John Adams (TV Miniseries) - Historical Inaccuracies - Part I

Part I

  • John Hancock, after being confronted by a British customs official, orders the crowd to "Teach him a lesson, tar the bastard". Hancock and Samuel Adams then look on while the official is tarred and feathered, to the disapproval of John Adams. The scene is fictional and does not appear in McCullough's book. According to Samuel Adams biographer Ira Stoll, there's no evidence that Samuel Adams and John Hancock, who were opposed to mob violence, were ever present at a tarring and feathering, and so the scene succeeds in "tarring the reputations of Hancock and Samuel Adams". Jeremy Stern writes that, "Despite popular mythology, tarrings were never common in Revolutionary Boston, and were not promoted by the opposition leadership. The entire sequence is pure and pernicious fiction." According to Stern, the scene is used to highlight a schism between Samuel and John Adams, which is entirely fictional.
  • Captain Preston and the British soldiers involved in the Boston Massacre are tried in a single trial in the seeming dead of winter and declared not guilty of all charges. In actuality, Captain Preston's trial took place on October 24 and ran through October 29, when he was found not guilty. The eight soldiers were brought to trial weeks later in a separate trial that concluded on November 29. Six of the soldiers were found not guilty but two, Hugh Montgomery and Hugh Killroy were convicted of manslaughter. They both received brands on their right thumbs as punishment.

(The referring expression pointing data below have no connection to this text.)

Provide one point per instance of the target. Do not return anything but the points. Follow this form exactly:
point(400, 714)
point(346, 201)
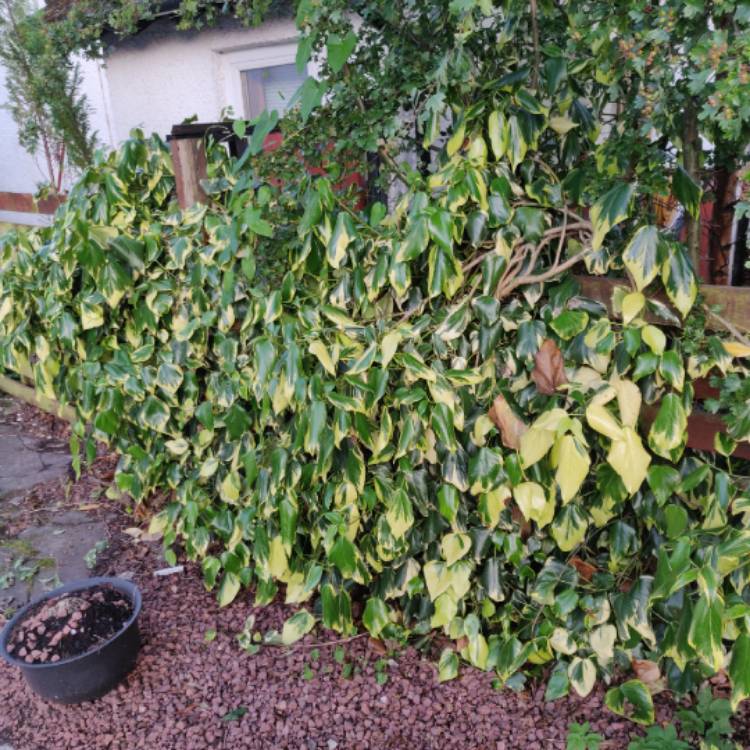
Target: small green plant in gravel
point(708, 721)
point(705, 725)
point(659, 738)
point(580, 737)
point(249, 639)
point(92, 556)
point(381, 671)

  • In the tar and feather scene, a black, modern tar was used. In reality, the liquid known as tar in the 18th century was actually pine tar (a much clearer liquid). The tar we know today is actually called petroleum tar or bitumen. Pine tar also has a low melting point, and in the scene John Adams was portraying this act as a "brutal" act of violence. In reality, a tar and feathering was an act of humiliation, not brutality.